Patients heterozygous for factor V Leiden have approximately a 2- to 5-fold increased risk of developing venous thrombosis compared to individuals without inherited thrombophilia and tend to develop venous thrombosis at a younger age, but most individuals with factor V Leiden never develop venous thrombosis. Patients homozygous for factor V Leiden have a 10- to 50-fold increased risk of venous thrombosis. Factor V Leiden is associated with an increased risk of fetal loss and venous thrombosis during pregnancy. Testing for factor V Leiden does not, in practice, identify individuals who will definitely develop recurrent venous thrombosis, reduce the incidence of recurrent venous thrombosis, or alter antithrombotic therapy in most cases.

Because the prevalence of factor V Leiden is so high in Caucasians, coinheritance with other inherited and acquired thrombotic risk factors must be considered when evaluating patients with a strong family history of venous thrombosis. Multiple risk factors tend to increase the overall risk of venous thrombosis.

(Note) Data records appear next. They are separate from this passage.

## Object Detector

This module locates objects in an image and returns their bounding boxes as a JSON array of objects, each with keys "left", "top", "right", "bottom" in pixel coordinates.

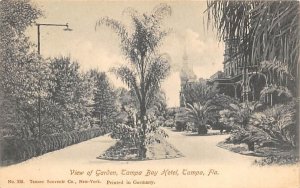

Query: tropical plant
[
  {"left": 207, "top": 0, "right": 300, "bottom": 80},
  {"left": 187, "top": 94, "right": 236, "bottom": 134},
  {"left": 96, "top": 4, "right": 171, "bottom": 158},
  {"left": 88, "top": 70, "right": 117, "bottom": 129},
  {"left": 249, "top": 102, "right": 297, "bottom": 149},
  {"left": 0, "top": 0, "right": 47, "bottom": 137},
  {"left": 220, "top": 102, "right": 261, "bottom": 151}
]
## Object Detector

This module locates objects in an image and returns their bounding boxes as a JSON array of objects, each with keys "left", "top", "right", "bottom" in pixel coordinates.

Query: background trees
[
  {"left": 88, "top": 70, "right": 117, "bottom": 130},
  {"left": 207, "top": 0, "right": 300, "bottom": 80},
  {"left": 96, "top": 4, "right": 171, "bottom": 158},
  {"left": 0, "top": 0, "right": 45, "bottom": 137}
]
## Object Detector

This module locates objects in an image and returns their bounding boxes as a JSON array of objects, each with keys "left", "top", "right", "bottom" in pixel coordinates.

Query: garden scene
[{"left": 0, "top": 0, "right": 300, "bottom": 175}]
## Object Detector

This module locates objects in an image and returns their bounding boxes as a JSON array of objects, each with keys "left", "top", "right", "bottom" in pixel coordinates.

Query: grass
[{"left": 217, "top": 141, "right": 299, "bottom": 166}]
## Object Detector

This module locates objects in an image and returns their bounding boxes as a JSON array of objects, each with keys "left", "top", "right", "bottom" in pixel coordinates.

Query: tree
[
  {"left": 0, "top": 0, "right": 46, "bottom": 137},
  {"left": 89, "top": 70, "right": 117, "bottom": 129},
  {"left": 48, "top": 57, "right": 93, "bottom": 131},
  {"left": 96, "top": 4, "right": 171, "bottom": 158},
  {"left": 187, "top": 94, "right": 236, "bottom": 134},
  {"left": 207, "top": 0, "right": 300, "bottom": 80}
]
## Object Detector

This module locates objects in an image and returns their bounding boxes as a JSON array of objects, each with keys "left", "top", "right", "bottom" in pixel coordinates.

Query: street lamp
[
  {"left": 36, "top": 23, "right": 72, "bottom": 54},
  {"left": 36, "top": 23, "right": 72, "bottom": 138}
]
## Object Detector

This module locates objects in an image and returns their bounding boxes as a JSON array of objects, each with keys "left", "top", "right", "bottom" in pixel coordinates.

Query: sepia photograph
[{"left": 0, "top": 0, "right": 300, "bottom": 188}]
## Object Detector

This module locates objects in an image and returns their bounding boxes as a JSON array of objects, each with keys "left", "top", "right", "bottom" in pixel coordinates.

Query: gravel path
[{"left": 0, "top": 129, "right": 299, "bottom": 188}]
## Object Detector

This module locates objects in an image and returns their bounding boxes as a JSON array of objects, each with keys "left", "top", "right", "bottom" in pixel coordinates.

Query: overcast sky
[{"left": 28, "top": 0, "right": 224, "bottom": 106}]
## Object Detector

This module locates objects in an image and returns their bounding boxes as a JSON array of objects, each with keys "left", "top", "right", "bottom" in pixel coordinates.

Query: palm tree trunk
[{"left": 139, "top": 100, "right": 147, "bottom": 159}]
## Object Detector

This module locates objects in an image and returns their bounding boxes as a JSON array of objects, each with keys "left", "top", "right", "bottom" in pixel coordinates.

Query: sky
[{"left": 27, "top": 0, "right": 224, "bottom": 107}]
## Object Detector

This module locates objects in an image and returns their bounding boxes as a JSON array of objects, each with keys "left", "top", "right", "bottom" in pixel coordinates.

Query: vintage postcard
[{"left": 0, "top": 0, "right": 300, "bottom": 188}]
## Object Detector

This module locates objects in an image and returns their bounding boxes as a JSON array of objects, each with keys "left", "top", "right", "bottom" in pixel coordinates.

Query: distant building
[
  {"left": 180, "top": 50, "right": 197, "bottom": 107},
  {"left": 209, "top": 39, "right": 266, "bottom": 101}
]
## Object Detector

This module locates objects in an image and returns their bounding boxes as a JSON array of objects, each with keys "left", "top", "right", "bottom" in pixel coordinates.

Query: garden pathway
[{"left": 0, "top": 129, "right": 299, "bottom": 188}]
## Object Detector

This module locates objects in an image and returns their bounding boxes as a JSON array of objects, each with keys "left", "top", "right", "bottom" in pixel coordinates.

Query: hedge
[{"left": 0, "top": 128, "right": 106, "bottom": 166}]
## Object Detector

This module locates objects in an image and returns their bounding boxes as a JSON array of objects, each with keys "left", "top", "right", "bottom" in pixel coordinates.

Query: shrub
[
  {"left": 0, "top": 128, "right": 106, "bottom": 165},
  {"left": 225, "top": 102, "right": 297, "bottom": 151}
]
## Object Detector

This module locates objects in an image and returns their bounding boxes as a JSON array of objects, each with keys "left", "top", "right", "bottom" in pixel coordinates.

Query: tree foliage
[
  {"left": 207, "top": 0, "right": 300, "bottom": 78},
  {"left": 96, "top": 4, "right": 171, "bottom": 158}
]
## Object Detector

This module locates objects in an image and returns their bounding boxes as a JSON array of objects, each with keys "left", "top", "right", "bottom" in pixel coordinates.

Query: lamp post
[
  {"left": 36, "top": 23, "right": 72, "bottom": 138},
  {"left": 36, "top": 23, "right": 72, "bottom": 54}
]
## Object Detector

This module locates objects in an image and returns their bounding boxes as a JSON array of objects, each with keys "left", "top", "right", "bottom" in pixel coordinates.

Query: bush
[
  {"left": 226, "top": 102, "right": 297, "bottom": 150},
  {"left": 0, "top": 128, "right": 106, "bottom": 166}
]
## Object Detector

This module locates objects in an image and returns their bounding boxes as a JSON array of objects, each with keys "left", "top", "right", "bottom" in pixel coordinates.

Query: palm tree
[
  {"left": 187, "top": 94, "right": 237, "bottom": 134},
  {"left": 206, "top": 0, "right": 300, "bottom": 80},
  {"left": 96, "top": 4, "right": 171, "bottom": 158}
]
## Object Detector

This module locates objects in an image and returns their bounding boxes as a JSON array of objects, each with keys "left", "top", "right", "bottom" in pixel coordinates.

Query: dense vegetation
[{"left": 0, "top": 0, "right": 117, "bottom": 162}]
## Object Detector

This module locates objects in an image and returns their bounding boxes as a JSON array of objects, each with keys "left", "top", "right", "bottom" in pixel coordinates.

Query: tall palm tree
[
  {"left": 96, "top": 4, "right": 171, "bottom": 158},
  {"left": 207, "top": 0, "right": 300, "bottom": 80}
]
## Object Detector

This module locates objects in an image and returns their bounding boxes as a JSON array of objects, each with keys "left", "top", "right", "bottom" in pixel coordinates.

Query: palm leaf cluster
[
  {"left": 249, "top": 103, "right": 297, "bottom": 148},
  {"left": 96, "top": 4, "right": 171, "bottom": 113},
  {"left": 207, "top": 0, "right": 300, "bottom": 77},
  {"left": 186, "top": 94, "right": 236, "bottom": 134}
]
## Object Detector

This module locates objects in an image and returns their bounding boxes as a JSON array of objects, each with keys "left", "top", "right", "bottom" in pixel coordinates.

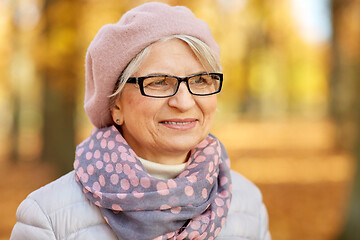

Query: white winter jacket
[{"left": 10, "top": 171, "right": 271, "bottom": 240}]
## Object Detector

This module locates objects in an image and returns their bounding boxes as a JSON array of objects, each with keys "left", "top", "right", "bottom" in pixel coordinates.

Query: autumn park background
[{"left": 0, "top": 0, "right": 360, "bottom": 240}]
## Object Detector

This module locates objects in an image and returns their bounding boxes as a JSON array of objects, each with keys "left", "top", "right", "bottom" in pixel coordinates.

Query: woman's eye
[
  {"left": 151, "top": 80, "right": 166, "bottom": 86},
  {"left": 193, "top": 77, "right": 206, "bottom": 83}
]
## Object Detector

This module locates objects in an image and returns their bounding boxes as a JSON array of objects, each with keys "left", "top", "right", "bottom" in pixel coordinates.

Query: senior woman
[{"left": 11, "top": 3, "right": 270, "bottom": 239}]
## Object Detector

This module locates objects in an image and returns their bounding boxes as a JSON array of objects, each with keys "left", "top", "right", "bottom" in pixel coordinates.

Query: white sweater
[{"left": 10, "top": 171, "right": 271, "bottom": 240}]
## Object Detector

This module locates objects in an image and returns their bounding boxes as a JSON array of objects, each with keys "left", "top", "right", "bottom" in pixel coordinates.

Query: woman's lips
[{"left": 160, "top": 118, "right": 197, "bottom": 131}]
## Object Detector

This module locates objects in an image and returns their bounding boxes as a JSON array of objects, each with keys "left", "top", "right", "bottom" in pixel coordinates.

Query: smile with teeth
[{"left": 163, "top": 121, "right": 191, "bottom": 125}]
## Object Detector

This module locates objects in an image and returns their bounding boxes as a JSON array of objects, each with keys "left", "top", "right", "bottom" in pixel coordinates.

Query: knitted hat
[{"left": 84, "top": 2, "right": 219, "bottom": 128}]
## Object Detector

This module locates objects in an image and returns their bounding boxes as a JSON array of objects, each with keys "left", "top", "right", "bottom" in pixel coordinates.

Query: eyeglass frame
[{"left": 126, "top": 73, "right": 223, "bottom": 98}]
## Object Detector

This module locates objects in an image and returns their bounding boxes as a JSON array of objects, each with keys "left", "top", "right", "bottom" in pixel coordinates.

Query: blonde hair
[{"left": 109, "top": 35, "right": 222, "bottom": 111}]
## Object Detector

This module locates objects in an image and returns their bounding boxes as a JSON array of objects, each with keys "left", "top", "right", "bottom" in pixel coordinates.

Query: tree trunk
[
  {"left": 330, "top": 0, "right": 360, "bottom": 240},
  {"left": 39, "top": 0, "right": 81, "bottom": 173}
]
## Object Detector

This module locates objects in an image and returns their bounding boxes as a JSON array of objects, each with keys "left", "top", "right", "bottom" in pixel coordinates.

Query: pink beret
[{"left": 84, "top": 2, "right": 219, "bottom": 128}]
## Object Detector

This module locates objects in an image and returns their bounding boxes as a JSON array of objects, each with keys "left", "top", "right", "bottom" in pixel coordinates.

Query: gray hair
[{"left": 109, "top": 35, "right": 222, "bottom": 110}]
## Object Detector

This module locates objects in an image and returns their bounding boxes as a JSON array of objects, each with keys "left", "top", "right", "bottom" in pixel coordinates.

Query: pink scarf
[{"left": 74, "top": 126, "right": 231, "bottom": 240}]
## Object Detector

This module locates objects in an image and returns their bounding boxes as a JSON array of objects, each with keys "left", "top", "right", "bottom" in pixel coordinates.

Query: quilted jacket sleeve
[
  {"left": 216, "top": 171, "right": 271, "bottom": 240},
  {"left": 10, "top": 198, "right": 56, "bottom": 240}
]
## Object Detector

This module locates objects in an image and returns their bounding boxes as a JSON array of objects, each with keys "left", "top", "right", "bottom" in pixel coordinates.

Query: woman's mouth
[{"left": 160, "top": 119, "right": 197, "bottom": 131}]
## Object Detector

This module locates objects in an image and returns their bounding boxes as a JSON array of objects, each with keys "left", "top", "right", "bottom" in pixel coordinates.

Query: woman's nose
[{"left": 168, "top": 82, "right": 195, "bottom": 112}]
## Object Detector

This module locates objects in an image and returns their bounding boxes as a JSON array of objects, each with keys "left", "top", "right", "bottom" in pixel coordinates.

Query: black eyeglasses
[{"left": 127, "top": 73, "right": 223, "bottom": 98}]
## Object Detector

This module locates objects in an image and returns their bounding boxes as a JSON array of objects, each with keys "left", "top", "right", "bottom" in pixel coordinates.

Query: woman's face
[{"left": 112, "top": 39, "right": 217, "bottom": 164}]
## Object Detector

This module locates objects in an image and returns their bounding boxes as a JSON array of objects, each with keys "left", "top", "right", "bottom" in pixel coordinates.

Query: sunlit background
[{"left": 0, "top": 0, "right": 360, "bottom": 240}]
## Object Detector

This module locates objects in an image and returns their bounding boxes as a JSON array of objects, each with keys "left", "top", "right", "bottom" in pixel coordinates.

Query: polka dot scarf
[{"left": 74, "top": 126, "right": 231, "bottom": 240}]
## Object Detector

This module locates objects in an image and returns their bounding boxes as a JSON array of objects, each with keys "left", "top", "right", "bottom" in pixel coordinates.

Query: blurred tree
[
  {"left": 36, "top": 0, "right": 82, "bottom": 172},
  {"left": 331, "top": 0, "right": 360, "bottom": 240}
]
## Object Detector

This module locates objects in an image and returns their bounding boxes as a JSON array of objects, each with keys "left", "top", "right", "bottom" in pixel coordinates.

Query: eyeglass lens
[{"left": 143, "top": 74, "right": 221, "bottom": 97}]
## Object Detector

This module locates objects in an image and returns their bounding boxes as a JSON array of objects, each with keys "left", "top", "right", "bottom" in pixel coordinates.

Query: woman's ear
[{"left": 111, "top": 101, "right": 124, "bottom": 126}]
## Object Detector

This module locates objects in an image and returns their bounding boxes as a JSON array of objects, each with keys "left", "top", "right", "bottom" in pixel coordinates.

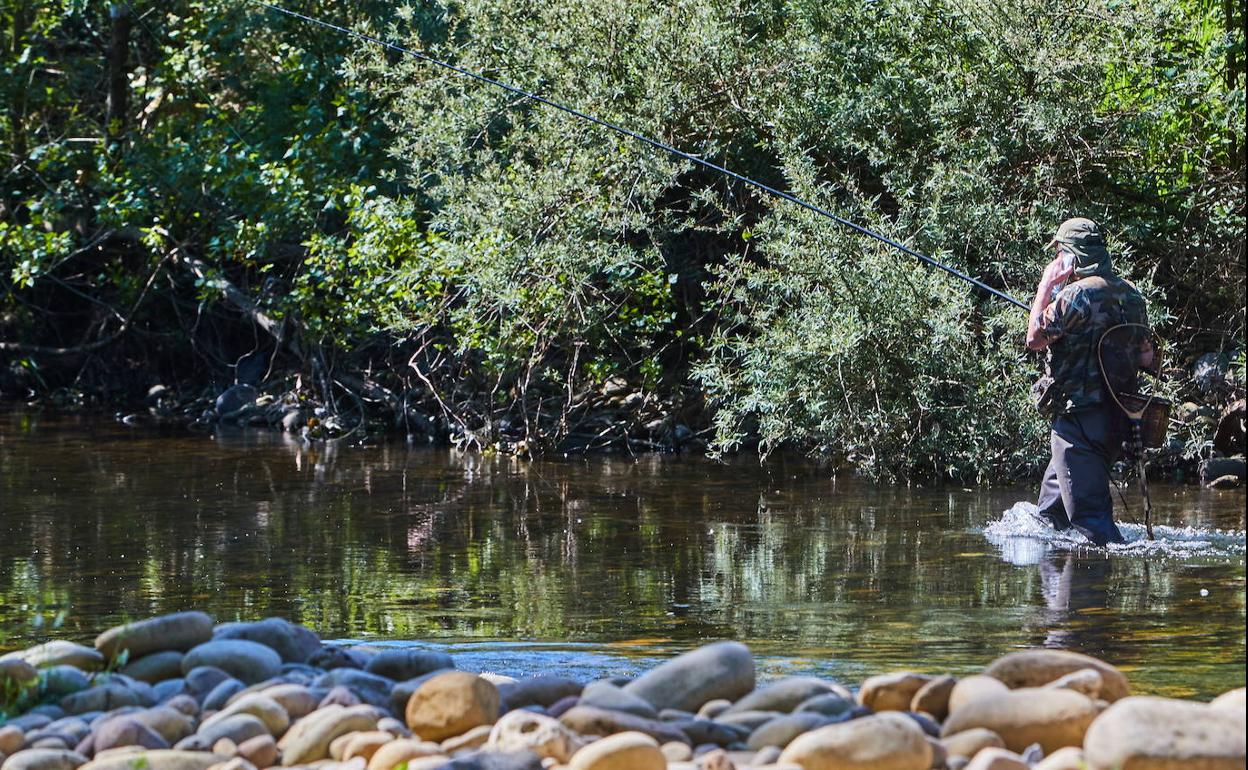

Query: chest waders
[{"left": 1096, "top": 323, "right": 1169, "bottom": 540}]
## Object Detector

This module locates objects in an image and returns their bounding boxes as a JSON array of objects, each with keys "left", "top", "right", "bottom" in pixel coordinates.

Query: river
[{"left": 0, "top": 411, "right": 1246, "bottom": 698}]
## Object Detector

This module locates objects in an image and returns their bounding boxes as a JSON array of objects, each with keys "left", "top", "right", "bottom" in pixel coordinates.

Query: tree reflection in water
[{"left": 0, "top": 413, "right": 1244, "bottom": 695}]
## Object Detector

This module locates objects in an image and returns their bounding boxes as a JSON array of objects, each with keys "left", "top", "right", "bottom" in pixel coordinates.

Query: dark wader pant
[{"left": 1036, "top": 407, "right": 1123, "bottom": 545}]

For example factor V Leiden and oral contraceptive use together have a higher risk of venous thrombosis than either alone.

Additional issues of Clinical Importance

Factor V Leiden is, generally, not associated with an increased risk of thrombosis in children prior to puberty unless they also have other risk factors for venous thrombosis, such as cancer, infection or intravascular catheters.

The association between factor V Leiden and arterial thrombosis is weak, controversial, and has no therapeutic implications at present.

Errors in test selection and interpretation

Common errors include ordering a “factor V activity” rather than a factor V Leiden DNA or ordering “protein C activity” instead of an activated protein C resistance assay.

Patients with bone marrow or liver transplants may show discrepancies between the factor V gene evaluated in white cell DNA and the factor V in plasma produced by the liver. In bone marrow or liver transplant patients, the activated protein C resistance assay can be used to assess the factor V produced by the liver.